The chance of dying in a pistol duel was relatively slim. Flintlocks often misfired. And even in the hands of an experienced shooter, accuracy was difficult. Generally, pistols had to be discharged within three seconds; to take aim for a longer time period was considered dishonorable.
In an 1802 duel, DeWitt Clinton was challenged by John Swartwout, a friend of Aaron Burr. Swartwout accused Clinton of trying to ruin Burr with political smears. The men exchanged five rounds. After each round, as the code provided, seconds encouraged the combatants to mend their differences. Clinton adamantly refused to sign a letter of apology. Swartwout, despite being shot in the thigh and ankle, refused to quit. Unwilling to continue shooting at a wounded man, an exasperated Clinton left the field. Surgeons standing at the ready tended Swartwout's wounds.
Benjamin Franklin and George Washington were among the most prominent Americans to condemn dueling. Franklin called duels a "murderous practice…they decide nothing." And Washington, who undoubtedly needed all the good soldiers he could get, congratulated one of his officers for refusing a challenge, noting that "there are few military decisions that are not offensive to one party or another."
Religious and civic officials worked hard to stop duels. But diatribes such as Reverend Mason Weems' illustrated pamphlet "God's Revenge Against Dueling" did little to change public sentiment. Anti-dueling ordinances also failed to stop the flow of blood. Duelists ignored or evaded such laws. In fact, the most popular dueling ground in America was at Bladensburg, Maryland, near the nation's capital. Dueling was banned in Washington, but not in Maryland, which was a short carriage ride away. Irate legislators could simply shuttle out to Bladensburg and fire at will.
By the time of Hamilton and Burr's deadly encounter, dueling had begun to decline -- at least in the North. In the South dueling remained the preferred way to defend one's honor -- or even to commit murder.
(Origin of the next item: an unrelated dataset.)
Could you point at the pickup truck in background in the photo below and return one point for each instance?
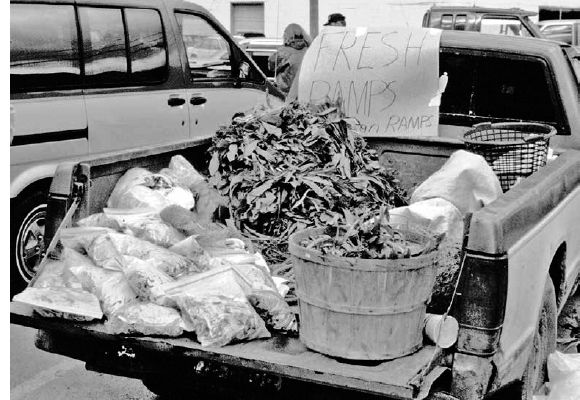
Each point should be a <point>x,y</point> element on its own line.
<point>562,30</point>
<point>502,21</point>
<point>521,254</point>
For every man who gloried in the duel, there were many others who feared it. A word or two passed in private company on a Friday night could well mean a challenge on Saturday morning and death on Sunday. Avoiding a challenge wasn't easy. Particularly in the South, where men who refused to duel would be "posted." A statement accusing them of cowardice would be hung in public areas or published in a newspaper or pamphlet.
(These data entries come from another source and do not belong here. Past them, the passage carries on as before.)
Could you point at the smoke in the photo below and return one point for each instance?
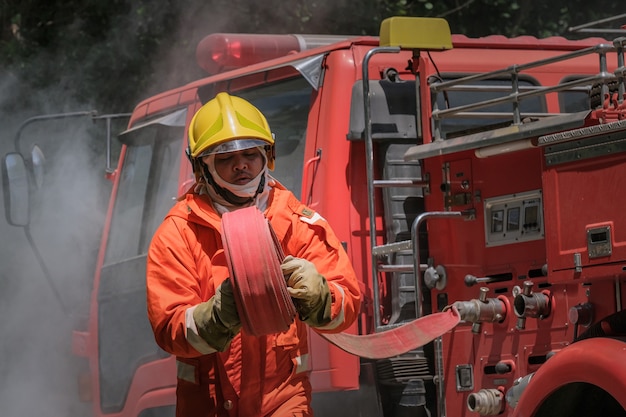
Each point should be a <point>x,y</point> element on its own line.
<point>41,306</point>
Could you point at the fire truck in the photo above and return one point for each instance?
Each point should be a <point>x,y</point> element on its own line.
<point>484,175</point>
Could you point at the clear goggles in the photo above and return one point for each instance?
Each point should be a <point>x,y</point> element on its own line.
<point>233,146</point>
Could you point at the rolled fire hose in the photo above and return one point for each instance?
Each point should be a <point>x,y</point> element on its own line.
<point>254,255</point>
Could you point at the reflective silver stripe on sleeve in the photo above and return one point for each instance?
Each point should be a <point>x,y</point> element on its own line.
<point>337,321</point>
<point>315,217</point>
<point>186,372</point>
<point>193,337</point>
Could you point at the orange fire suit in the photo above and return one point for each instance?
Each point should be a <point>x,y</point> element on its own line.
<point>255,376</point>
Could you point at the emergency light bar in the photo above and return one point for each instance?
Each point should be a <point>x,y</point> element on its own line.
<point>423,33</point>
<point>219,52</point>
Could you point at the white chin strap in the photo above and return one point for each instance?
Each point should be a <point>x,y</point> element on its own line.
<point>248,190</point>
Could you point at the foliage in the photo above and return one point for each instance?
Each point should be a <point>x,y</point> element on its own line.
<point>110,55</point>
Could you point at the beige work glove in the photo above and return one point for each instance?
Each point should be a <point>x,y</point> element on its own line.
<point>217,319</point>
<point>308,289</point>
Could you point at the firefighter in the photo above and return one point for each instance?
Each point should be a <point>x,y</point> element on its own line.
<point>222,371</point>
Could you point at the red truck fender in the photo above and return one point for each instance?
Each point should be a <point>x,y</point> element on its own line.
<point>598,361</point>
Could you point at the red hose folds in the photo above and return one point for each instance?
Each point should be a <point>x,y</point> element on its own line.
<point>254,255</point>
By the time of the Civil War, dueling had begun an irreversible decline, even in the South. Not surprisingly, public opinion, not legislation, caused the change. What once had been a formal process designed to avoid violence and amend grievances had deteriorated into cold-blooded murder. People at last were shocked by it, and they showed their disdain. It may have been too late to save Alexander Hamilton. But if American was to become a truly civilized nation, the publicly sanctioned bloodshed would have to end.